When I say this is a problem for us, I am talking about their irreplaceable value as pollinators. Along with butterflies, these two types of insects may be responsible for “one out of every three bites of food Americans eat”.  Berries, nuts and other nutritious fruits and vegetables depend on their existence due to honey bees in particular.  And let us not forget the food that they are named for – honey. It too is in decline, naturally, as the honey bees themselves disappear. 
I have not seen any honey bees on our flowers this summer. That’s not to say they haven’t been there, though I don’t know of any bee keepers within miles of us. Bumblebees are another story.  While they have been visiting our flower beds all summer, it’s at this time of the year that I really start to notice them; clustered on the center disks of sunflowers, on the Echinacea (coneflowers) and on the multi-flowered heads of Sedum. 
For the past week I have been going out each morning and afternoon to look closely at the ones on the Sedum. For the most part they have been very lethargic, to the point of appearing paralyzed. But they are moving, ever so slowly over the clusters, poking their proboscis into the nectar tubes.  I can see some faint yellow coloring on their legs – pollen that has stuck, but none have been carrying ‘saddlebags’ of pollen on their hind legs. When I get even closer and extend a finger towards their bodies they raise one of their middle legs – a gesture that means back-off, you’re too close, and so I do, though I admit that I did pet the fuzzy back of one especially large bee.

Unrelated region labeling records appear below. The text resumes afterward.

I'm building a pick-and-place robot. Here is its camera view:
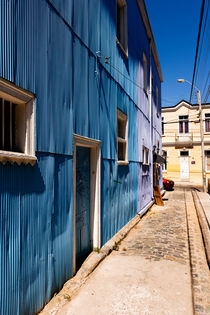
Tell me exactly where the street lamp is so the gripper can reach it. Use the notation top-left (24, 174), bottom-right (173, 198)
top-left (177, 79), bottom-right (206, 192)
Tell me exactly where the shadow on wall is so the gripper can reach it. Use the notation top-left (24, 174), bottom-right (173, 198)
top-left (0, 162), bottom-right (45, 195)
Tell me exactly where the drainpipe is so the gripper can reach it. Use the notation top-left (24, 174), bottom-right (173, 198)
top-left (149, 38), bottom-right (153, 194)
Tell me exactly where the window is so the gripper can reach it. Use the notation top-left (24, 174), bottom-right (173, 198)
top-left (117, 0), bottom-right (128, 55)
top-left (205, 151), bottom-right (210, 172)
top-left (180, 151), bottom-right (189, 156)
top-left (0, 78), bottom-right (36, 164)
top-left (117, 109), bottom-right (128, 164)
top-left (205, 113), bottom-right (210, 132)
top-left (142, 145), bottom-right (149, 165)
top-left (179, 115), bottom-right (189, 133)
top-left (156, 87), bottom-right (159, 117)
top-left (162, 151), bottom-right (168, 172)
top-left (143, 53), bottom-right (147, 93)
top-left (162, 117), bottom-right (165, 136)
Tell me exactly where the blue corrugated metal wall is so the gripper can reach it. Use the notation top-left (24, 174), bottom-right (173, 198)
top-left (0, 0), bottom-right (161, 315)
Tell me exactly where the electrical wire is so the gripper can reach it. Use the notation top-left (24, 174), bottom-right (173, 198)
top-left (195, 1), bottom-right (210, 87)
top-left (104, 57), bottom-right (176, 104)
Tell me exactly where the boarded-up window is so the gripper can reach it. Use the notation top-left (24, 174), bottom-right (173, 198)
top-left (117, 109), bottom-right (128, 162)
top-left (117, 0), bottom-right (128, 54)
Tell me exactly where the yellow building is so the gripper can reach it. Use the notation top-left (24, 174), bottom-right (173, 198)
top-left (162, 101), bottom-right (210, 186)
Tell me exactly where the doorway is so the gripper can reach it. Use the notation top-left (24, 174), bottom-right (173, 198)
top-left (180, 151), bottom-right (189, 180)
top-left (73, 135), bottom-right (101, 274)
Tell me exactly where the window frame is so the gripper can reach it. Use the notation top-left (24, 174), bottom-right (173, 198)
top-left (0, 78), bottom-right (37, 165)
top-left (204, 150), bottom-right (210, 173)
top-left (205, 113), bottom-right (210, 133)
top-left (178, 115), bottom-right (190, 135)
top-left (162, 150), bottom-right (168, 172)
top-left (117, 109), bottom-right (128, 165)
top-left (116, 0), bottom-right (128, 58)
top-left (142, 145), bottom-right (149, 165)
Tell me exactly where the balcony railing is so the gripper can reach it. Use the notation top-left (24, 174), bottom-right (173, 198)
top-left (175, 132), bottom-right (193, 148)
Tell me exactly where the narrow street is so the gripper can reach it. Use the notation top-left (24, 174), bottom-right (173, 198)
top-left (53, 188), bottom-right (210, 315)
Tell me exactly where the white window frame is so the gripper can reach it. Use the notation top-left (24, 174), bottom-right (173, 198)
top-left (143, 52), bottom-right (148, 94)
top-left (116, 0), bottom-right (128, 57)
top-left (204, 113), bottom-right (210, 133)
top-left (142, 145), bottom-right (149, 165)
top-left (0, 78), bottom-right (37, 165)
top-left (117, 109), bottom-right (128, 165)
top-left (178, 115), bottom-right (190, 135)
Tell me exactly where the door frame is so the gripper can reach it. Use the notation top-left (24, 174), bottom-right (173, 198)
top-left (73, 134), bottom-right (101, 274)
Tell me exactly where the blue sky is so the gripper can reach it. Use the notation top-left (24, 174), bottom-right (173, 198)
top-left (145, 0), bottom-right (209, 107)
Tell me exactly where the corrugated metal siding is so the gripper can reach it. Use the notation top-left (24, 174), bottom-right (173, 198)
top-left (0, 0), bottom-right (161, 315)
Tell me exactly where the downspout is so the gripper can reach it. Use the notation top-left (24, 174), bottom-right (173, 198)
top-left (149, 38), bottom-right (153, 196)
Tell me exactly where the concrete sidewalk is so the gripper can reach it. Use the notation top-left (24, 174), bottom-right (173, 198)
top-left (42, 188), bottom-right (210, 315)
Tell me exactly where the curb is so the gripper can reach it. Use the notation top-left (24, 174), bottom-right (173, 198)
top-left (37, 214), bottom-right (140, 315)
top-left (192, 191), bottom-right (210, 267)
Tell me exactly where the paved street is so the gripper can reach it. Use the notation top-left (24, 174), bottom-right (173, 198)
top-left (53, 188), bottom-right (210, 315)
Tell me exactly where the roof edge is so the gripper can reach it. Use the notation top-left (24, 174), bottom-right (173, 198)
top-left (161, 100), bottom-right (210, 112)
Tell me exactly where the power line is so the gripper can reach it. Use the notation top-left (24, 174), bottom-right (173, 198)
top-left (104, 57), bottom-right (176, 104)
top-left (202, 70), bottom-right (210, 95)
top-left (190, 0), bottom-right (205, 102)
top-left (195, 1), bottom-right (210, 87)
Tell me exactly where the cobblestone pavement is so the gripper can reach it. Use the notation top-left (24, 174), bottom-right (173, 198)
top-left (56, 188), bottom-right (210, 315)
top-left (120, 191), bottom-right (189, 264)
top-left (185, 191), bottom-right (210, 315)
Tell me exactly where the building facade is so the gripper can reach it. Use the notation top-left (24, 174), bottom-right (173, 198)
top-left (0, 0), bottom-right (162, 315)
top-left (162, 100), bottom-right (210, 186)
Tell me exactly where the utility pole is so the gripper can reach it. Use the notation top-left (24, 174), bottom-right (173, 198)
top-left (197, 90), bottom-right (206, 192)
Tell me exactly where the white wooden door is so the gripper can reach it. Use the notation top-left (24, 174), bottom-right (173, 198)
top-left (180, 156), bottom-right (189, 179)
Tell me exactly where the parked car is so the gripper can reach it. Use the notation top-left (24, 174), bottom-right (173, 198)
top-left (163, 178), bottom-right (174, 190)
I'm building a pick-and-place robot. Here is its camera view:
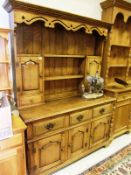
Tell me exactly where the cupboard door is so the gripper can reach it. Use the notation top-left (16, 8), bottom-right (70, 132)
top-left (17, 55), bottom-right (43, 106)
top-left (68, 124), bottom-right (90, 158)
top-left (114, 104), bottom-right (130, 133)
top-left (28, 132), bottom-right (67, 173)
top-left (0, 147), bottom-right (26, 175)
top-left (90, 116), bottom-right (110, 147)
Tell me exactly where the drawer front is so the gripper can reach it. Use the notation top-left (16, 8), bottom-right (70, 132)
top-left (33, 115), bottom-right (68, 136)
top-left (93, 104), bottom-right (113, 117)
top-left (70, 109), bottom-right (92, 125)
top-left (0, 134), bottom-right (23, 151)
top-left (20, 94), bottom-right (42, 106)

What has surprised me was finding the bees on these flowers all day long and often first thing in the morning, which leads me to believe they are staying there all night.  Honey bees will always go back to the hive, but apparently bumblebees don’t have the same need.  It has been cold these past few days and this too can lead to lethargy.  In order to fly a bumblebee’s thorax must reach 86F. This temperature can be reached by being exposed to the sun, or by shivering, which allows the flight muscles to perform.  A grounded bee will pump their abdomen to ventilate the flight muscles - the rate of pumping increasing with the rise in temperature.
It is also possible that I am seeing bees in the last days of their lives.  Among the bumblebees, only the fertilized queen will overwinter in a subterranean nest. The following spring she will lay her eggs and create a new colony.  But as I look at these somnolent bumblebees I also wonder whether they have been affected by neonicotinoids. These are pesticides that even in low doses scramble the bees navigation systems, making them behave like drunks unable to find their way home.
I was especially disturbed to learn last spring that many garden centers, including Home Depot and Lowes were selling flowers that had been treated with neonicotinoids. This pesticide doesn’t wash off in the rain; it is incorporated into the plants tissues and remains there ready to be incorporated into the insect’s bodies that feed on them. Bayer and other manufacturers of this poison insist that the dosage is diluted in the plant and too low to kill bees directly – which could well be true, but how much is needed to seriously impair the pollinator, whether bee or butterfly?

There was enough of an outcry by gardeners and other concerned citizens last spring that Home Depot has said it would “require growers to label plants containing neonicotinoids and see if they can grow plants successfully without them.” At the very minimum I want to know if the plants I’m buying are going to be helping or hurting the insects they are meant to attract.  Hopefully, all garden centers got this message and as conscientious consumers we need to ask.